Bei dieser Debatte geht es in erster Linie um Bezahlbarkeit, glaubt auch De Standaard. Die PS hat sich mit ihrer Forderung nach einer Mindestrente von 1.500 Euro durchgesetzt. Nur wie das finanziert werden soll, das weiß niemand. Nötig wäre jedenfalls eine Anhebung der Beschäftigungsrate auf 80 Prozent. Das steht im Übrigen auch so im Regierungsabkommen. Denn nur so kann die Zukunft der Sozialen Sicherheit gewährleistet werden. Die PS hat diese Akte an sich gerissen. Das stellt die Sozialisten vor eine große Verantwortung.
"Aber worauf wartet die PS-Pensionsministerin noch?", fragt sich Het Belang van Limburg. Alle Welt wartet auf Karine Lalieux‘ Entwurf einer Rentenreform. Ein Jahr hatte sie jetzt schon Zeit. Sie sollte jetzt endlich ihr Ei legen. In der Hoffnung, dass das Reformprojekt stimmig und gut unterfüttert sein wird. Dieses Vorhaben ist jedenfalls zu wichtig, um daraus ein politisches Spektakel zu machen.

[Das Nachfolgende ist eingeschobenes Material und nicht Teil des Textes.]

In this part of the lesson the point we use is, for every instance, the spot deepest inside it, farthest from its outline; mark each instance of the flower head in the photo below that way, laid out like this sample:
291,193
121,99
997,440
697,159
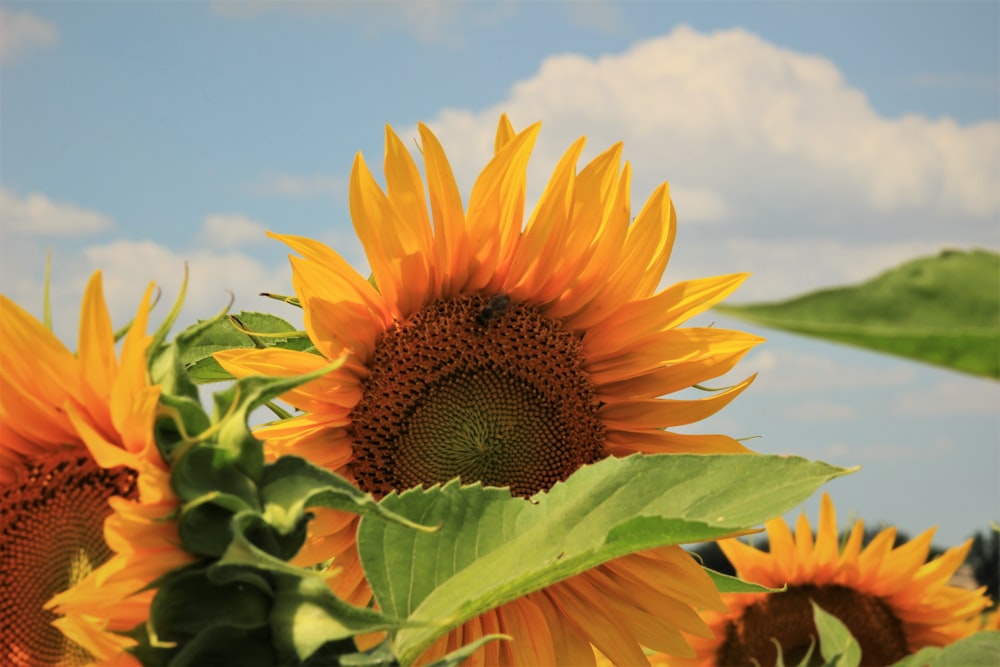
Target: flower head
511,355
75,434
892,600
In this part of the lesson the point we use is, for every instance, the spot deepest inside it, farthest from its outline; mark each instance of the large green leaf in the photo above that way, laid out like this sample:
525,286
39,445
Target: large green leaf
246,330
493,548
943,310
979,650
837,645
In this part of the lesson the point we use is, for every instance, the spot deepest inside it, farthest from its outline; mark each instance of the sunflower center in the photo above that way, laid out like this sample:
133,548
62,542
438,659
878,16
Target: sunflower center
52,531
788,618
479,388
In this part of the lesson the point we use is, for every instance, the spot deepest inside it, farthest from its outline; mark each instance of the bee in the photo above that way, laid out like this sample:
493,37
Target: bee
497,306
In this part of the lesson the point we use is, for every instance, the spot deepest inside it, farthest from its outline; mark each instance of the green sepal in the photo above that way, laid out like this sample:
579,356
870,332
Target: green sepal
243,331
603,511
179,417
209,469
292,484
837,645
166,363
189,603
234,405
227,646
307,616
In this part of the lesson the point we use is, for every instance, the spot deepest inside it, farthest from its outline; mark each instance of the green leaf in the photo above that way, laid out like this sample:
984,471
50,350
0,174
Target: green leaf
494,548
837,645
226,646
729,584
188,602
943,310
246,330
457,657
979,650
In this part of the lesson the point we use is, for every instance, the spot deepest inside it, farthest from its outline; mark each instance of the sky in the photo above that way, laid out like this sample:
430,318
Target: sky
810,143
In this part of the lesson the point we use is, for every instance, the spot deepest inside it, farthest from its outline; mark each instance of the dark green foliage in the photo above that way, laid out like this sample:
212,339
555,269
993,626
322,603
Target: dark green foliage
943,310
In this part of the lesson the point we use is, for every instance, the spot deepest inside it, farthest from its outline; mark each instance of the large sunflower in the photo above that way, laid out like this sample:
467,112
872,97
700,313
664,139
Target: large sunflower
511,355
892,600
75,433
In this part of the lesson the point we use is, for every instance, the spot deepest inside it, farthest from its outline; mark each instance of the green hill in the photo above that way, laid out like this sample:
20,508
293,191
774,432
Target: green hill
943,310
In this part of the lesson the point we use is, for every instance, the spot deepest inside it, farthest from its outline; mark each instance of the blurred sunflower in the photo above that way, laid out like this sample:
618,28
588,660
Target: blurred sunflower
75,434
892,600
511,355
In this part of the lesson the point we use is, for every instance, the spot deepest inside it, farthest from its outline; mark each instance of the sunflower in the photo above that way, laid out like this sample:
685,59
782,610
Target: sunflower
892,600
512,355
75,435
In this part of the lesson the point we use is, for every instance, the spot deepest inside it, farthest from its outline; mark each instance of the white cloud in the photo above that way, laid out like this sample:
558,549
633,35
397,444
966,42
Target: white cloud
598,14
868,452
699,204
820,411
734,113
229,230
291,185
128,266
428,21
951,396
955,81
21,32
37,214
806,184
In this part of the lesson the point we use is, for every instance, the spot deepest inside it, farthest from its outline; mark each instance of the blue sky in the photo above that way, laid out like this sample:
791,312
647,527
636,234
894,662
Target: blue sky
811,143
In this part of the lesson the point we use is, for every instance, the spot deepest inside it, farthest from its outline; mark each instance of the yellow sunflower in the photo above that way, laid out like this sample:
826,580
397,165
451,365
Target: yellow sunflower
75,434
892,600
512,355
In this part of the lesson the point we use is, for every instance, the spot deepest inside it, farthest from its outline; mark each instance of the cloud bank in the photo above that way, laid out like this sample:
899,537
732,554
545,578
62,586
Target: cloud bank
791,164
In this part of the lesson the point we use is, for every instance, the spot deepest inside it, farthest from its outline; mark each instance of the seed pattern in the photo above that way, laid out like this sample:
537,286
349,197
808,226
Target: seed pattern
500,399
52,523
788,617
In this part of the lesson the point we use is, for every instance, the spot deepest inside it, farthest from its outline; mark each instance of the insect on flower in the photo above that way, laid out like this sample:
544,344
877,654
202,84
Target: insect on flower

Der Schatten der Delta-Variante
Le Soir blickt schließlich schon auf das anstehende Ende der Sommerpause und insbesondere den Schulanfang. Über alledem hängt der Schatten der Delta-Variante. Wird der Schulbetrieb problemlos verlaufen können? Wird man an den Universitäten wieder mit vollen Hörsälen arbeiten können? Hinter alledem stehen insbesondere in Brüssel noch große Fragezeichen. Wegen der niedrigen Impfquote droht ja in der Hauptstadt eine ausgewachsene vierte Welle. Vor allem hier besteht denn auch die Gefahr einer Konfrontation zwischen Geimpften und Ungeimpften. Das Thema polarisiert mehr denn je und könnte sogar zu einer tiefen Spaltung der Gesellschaft führen. Und das erst recht, wenn die Zahlen wieder durch die Decke gehen. Auch deshalb müssen wir vorsichtig bleiben. Sorglosigkeit ist auch im Herbst absolut unangebracht.